I miss my kids terribly when they are gone, but can’t stand when they are at each other’s throats and telling me to hurry up while running errands. Just because they are teenagers doesn’t mean they behave or make a trip to the store pleasant.

But on this day, I had the afternoon spread out before me with nowhere to go and nothing to do, and before long I was wandering in the home goods section of Target. I heard the whines and cries from two little kids who were sitting in the front of one of those car carts, and it took me right back to my kids’ younger years.

I immediately felt for the mother who was just trying to look at rugs. She was obviously desperate for just one damn minute. And it didn’t seem likely that she’d get it.

But then something wonderful happened: Her husband, who was pushing the kids as she gazed up and down the aisles, reminded those kids what was up.

“You know what? Your mom doesn’t ask for much,” he said. “You can be quiet until we are out of here so she can look around. When we get home we’ll play army and watch movies and it will be fun, okay? For now, you need to be quiet. Mommy doesn’t ask for much.”

That man who was taking one for the team so his wife could enjoy a precious few peaceful moments, probably after getting some staples for her family like toilet paper and apples, gave me so much clarity about what led to the demise my own marriage.

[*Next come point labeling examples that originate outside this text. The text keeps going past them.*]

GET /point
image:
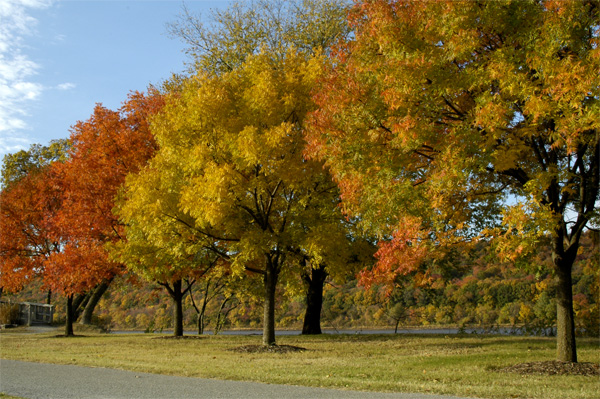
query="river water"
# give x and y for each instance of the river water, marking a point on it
(442, 331)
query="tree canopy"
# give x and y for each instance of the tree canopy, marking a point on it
(444, 122)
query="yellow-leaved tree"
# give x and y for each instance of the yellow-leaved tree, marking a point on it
(230, 177)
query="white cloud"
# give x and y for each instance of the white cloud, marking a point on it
(66, 86)
(17, 86)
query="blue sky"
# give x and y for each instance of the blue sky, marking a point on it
(59, 58)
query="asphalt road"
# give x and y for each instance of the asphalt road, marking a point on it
(51, 381)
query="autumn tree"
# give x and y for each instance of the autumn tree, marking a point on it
(272, 27)
(248, 27)
(230, 176)
(26, 204)
(105, 148)
(444, 122)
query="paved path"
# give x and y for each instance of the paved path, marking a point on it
(51, 381)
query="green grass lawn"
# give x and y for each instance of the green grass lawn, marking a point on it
(458, 365)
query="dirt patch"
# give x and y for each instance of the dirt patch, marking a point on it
(554, 367)
(268, 349)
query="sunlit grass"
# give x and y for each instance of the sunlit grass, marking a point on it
(456, 365)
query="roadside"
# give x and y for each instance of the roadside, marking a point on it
(52, 381)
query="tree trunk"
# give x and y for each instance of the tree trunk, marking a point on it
(70, 317)
(270, 281)
(100, 289)
(566, 348)
(178, 299)
(200, 324)
(314, 300)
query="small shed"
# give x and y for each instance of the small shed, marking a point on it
(35, 313)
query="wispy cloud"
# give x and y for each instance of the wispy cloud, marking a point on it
(66, 86)
(17, 85)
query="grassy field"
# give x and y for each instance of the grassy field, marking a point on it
(459, 365)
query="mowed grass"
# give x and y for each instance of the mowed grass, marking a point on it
(458, 365)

My husband and I stopped doing for each other what that man was doing for his wife in the middle of Target. We stopped being a team.

That man probably didn’t want to be lecturing his kids in the middle of the store. I doubt he enjoyed using his energy in that way and probably didn’t want to be walking around Target anymore than his kids, but he did it out of love for his wife.

And it hit me like a cannon ball: For the past two years, I thought I’d known, without question, why my marriage ended.

“We fell out of love, we grew apart,” I’d say. “It happens.”

But it’s funny how, out of nowhere, a stranger can make you stare your truth square in the face.

My ex-husband and I had stopped rooting for each other. We’d stopped supporting each other. We’d stopped seeing each other. We’d stopped telling the kids to shut it so the other could enjoy something as small as a trip around Target on a Saturday afternoon, or as big as a weekend away with friends without guilt.

We stopped, completely.

Instead, we took our energy — the same energy we could have used to use to show our love — and twisted it and used it against each other.

We started keeping score. We started comparing who was working harder and doing more around the house. We stopped wanting to do things for each other.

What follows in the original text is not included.